The phone rang. “Oh hi, Evan…I know, I’ve just been tied up.” Amalie was embarrassed. Evan Diaz, a colleague of Stewart’s who was an urban historian, had been of tremendous help to Amalie in the aftermath of Stewart’s death. He had sorted out legal matters and dealt with the administration at Columbia.
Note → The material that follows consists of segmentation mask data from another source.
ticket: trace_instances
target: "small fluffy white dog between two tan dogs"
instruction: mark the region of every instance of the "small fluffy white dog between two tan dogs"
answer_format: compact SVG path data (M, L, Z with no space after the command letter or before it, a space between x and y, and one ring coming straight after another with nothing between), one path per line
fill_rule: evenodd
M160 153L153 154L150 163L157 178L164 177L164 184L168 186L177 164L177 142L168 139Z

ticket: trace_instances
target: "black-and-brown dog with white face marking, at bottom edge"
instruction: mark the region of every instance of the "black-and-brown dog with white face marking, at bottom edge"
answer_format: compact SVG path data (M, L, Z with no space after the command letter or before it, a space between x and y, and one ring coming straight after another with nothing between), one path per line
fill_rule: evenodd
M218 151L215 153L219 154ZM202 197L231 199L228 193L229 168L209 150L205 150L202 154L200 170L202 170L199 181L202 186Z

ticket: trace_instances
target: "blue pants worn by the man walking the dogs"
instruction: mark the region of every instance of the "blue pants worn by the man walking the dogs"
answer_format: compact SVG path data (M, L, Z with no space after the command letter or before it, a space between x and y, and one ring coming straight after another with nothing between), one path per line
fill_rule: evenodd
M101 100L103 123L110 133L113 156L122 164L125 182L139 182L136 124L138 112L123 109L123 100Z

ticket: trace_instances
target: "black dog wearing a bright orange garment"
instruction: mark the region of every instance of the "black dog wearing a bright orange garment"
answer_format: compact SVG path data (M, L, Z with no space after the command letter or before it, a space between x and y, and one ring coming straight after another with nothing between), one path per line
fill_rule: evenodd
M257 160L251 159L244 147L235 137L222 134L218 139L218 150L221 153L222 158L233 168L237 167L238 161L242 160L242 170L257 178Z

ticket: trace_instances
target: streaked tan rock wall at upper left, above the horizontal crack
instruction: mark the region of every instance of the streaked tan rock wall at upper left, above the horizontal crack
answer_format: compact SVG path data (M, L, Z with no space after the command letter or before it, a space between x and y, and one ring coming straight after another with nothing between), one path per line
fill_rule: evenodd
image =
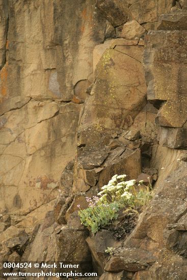
M72 7L75 7L73 1L68 5L48 0L39 1L37 5L27 2L24 7L19 2L10 2L9 51L4 74L11 74L12 80L6 83L6 96L10 92L9 98L22 95L66 101L71 99L76 82L91 79L90 48L102 42L105 20L98 20L98 15L93 13L95 7L92 3L83 4L80 1L76 17ZM64 16L61 16L62 13ZM23 20L20 20L20 14ZM74 17L71 28L66 24L69 17ZM96 31L98 21L103 26L99 32ZM12 30L15 22L19 36ZM72 43L75 40L74 29L77 30L78 48ZM81 67L83 60L84 68ZM21 61L24 61L23 68ZM70 69L73 68L74 73L71 75ZM18 85L16 81L20 78ZM14 93L11 93L12 87Z

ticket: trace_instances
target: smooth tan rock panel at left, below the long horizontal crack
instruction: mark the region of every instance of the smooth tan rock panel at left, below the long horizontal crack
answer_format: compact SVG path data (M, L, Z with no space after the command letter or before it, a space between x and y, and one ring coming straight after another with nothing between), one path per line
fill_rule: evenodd
M8 142L11 135L14 141L4 143L6 146L0 159L4 162L1 165L2 191L6 185L9 191L11 189L11 196L5 191L1 198L2 207L6 203L11 211L21 208L28 212L56 197L62 159L66 164L75 153L79 113L76 106L74 111L68 112L66 105L60 108L56 102L33 100L20 110L10 111L2 117L8 120L1 130L2 139Z

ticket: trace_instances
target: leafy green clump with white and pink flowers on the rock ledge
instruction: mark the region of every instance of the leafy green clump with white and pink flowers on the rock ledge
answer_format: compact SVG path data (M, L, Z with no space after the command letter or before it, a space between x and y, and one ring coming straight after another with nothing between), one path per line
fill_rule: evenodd
M119 210L139 214L152 198L150 185L143 181L137 185L136 180L125 181L126 175L114 175L108 185L104 185L98 197L86 198L87 209L79 208L78 215L87 228L96 233L117 219Z

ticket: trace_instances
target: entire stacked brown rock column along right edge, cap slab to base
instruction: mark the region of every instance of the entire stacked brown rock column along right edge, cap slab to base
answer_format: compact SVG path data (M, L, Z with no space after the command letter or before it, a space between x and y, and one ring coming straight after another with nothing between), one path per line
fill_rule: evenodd
M185 18L184 11L161 16L157 31L146 36L144 52L148 100L163 103L156 117L160 143L175 149L186 149Z

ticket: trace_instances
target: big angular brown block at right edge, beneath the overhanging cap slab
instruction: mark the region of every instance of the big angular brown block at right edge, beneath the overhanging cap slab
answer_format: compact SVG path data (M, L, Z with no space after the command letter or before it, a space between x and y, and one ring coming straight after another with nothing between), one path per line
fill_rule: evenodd
M152 31L146 36L147 48L144 52L144 63L148 83L147 96L149 100L167 100L158 112L156 120L161 126L182 127L186 121L185 95L182 94L186 87L185 79L180 80L180 85L176 83L175 78L169 85L167 83L172 71L181 71L181 77L185 72L185 59L181 57L185 53L185 38L186 31ZM179 42L179 45L176 42ZM155 47L152 47L153 45ZM164 73L162 70L166 64L169 72ZM180 70L177 70L179 68ZM180 96L183 96L181 101Z

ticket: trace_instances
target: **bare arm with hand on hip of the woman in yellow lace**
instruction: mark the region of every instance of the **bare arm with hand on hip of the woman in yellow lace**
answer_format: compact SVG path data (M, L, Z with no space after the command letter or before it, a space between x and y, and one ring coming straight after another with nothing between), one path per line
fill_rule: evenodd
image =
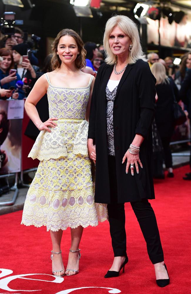
M29 93L29 96L25 101L25 110L37 128L40 126L40 130L46 129L48 132L51 132L48 126L57 126L56 123L53 122L53 120L57 120L57 118L49 118L48 121L43 123L36 109L36 104L46 94L47 88L48 82L46 77L43 75L36 81L34 87Z

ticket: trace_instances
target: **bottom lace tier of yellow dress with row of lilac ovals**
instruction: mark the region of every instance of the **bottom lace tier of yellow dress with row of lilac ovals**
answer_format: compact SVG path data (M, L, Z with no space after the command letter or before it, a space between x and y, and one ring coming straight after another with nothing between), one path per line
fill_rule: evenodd
M58 231L82 225L97 226L108 220L107 205L94 203L93 187L79 191L47 191L31 186L26 196L21 224Z

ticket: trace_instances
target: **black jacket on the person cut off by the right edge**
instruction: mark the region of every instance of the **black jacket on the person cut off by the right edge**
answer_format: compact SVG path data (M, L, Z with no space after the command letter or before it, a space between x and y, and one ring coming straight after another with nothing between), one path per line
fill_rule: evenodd
M191 119L191 69L187 70L185 78L180 88L180 97L182 101L187 105L189 118Z

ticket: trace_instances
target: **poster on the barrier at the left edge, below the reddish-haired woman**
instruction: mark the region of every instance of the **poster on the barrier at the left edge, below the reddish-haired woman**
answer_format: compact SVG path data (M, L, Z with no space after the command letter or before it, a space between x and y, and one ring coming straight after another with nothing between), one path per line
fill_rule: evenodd
M23 100L0 100L1 175L21 171L23 111Z

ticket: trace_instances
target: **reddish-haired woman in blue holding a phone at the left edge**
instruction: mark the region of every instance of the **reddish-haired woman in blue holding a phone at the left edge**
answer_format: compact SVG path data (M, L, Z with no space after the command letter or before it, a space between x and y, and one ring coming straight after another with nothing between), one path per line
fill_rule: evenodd
M17 81L20 80L19 75L13 70L13 56L11 50L6 48L0 49L0 56L2 61L0 63L0 95L1 99L7 99L12 96L14 99L23 99L24 92L22 89L14 91L17 88Z

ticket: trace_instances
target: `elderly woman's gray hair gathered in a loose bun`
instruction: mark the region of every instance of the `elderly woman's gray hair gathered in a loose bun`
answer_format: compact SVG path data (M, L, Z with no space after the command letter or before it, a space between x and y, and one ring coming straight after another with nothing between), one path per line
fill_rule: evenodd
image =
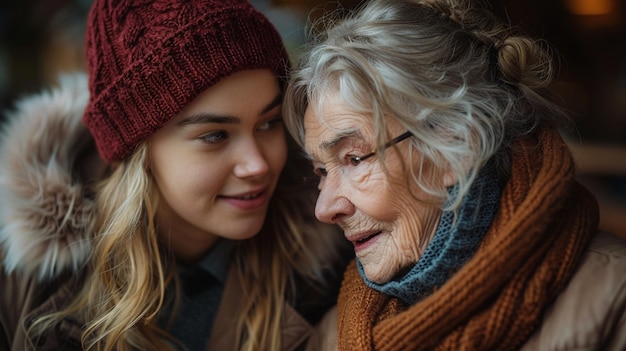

A really good friend but she had the feeling that he was probably ready for a change in their relationship. And maybe she was too. He had been divorced for a couple of years.
“Look,” he said, “I know you folks are planning a rally in three weeks. My contact at the Housing Department tells me that the mayor won’t be in town that day but his staff might receive a tenant delegation, two from each zip code.” Evan seemed to know a lot of people involved with city housing. “What’s going on with your building?”
“Oh, thanks for the info. There’s this loophole I found.” Amalie described it excitedly. “I filed papers for a review.”
“Where did you send them?” She told him.
“Did you get a reference number? Always very important.”
“Yes, I even memorized it.”
“Come on, I don’t believe you.”
“It’s S-209831A,” she said gleefully.
“Good work, lady! Now how about we make a date for dinner soon.”
“Yes,” she said, with conviction. He was easy to be with and attractive. She’d heard he did a mean tango. “Call me next week.”
“Sorry, sweetheart,” Amalie said to Charlie. “That was Evan Diaz.”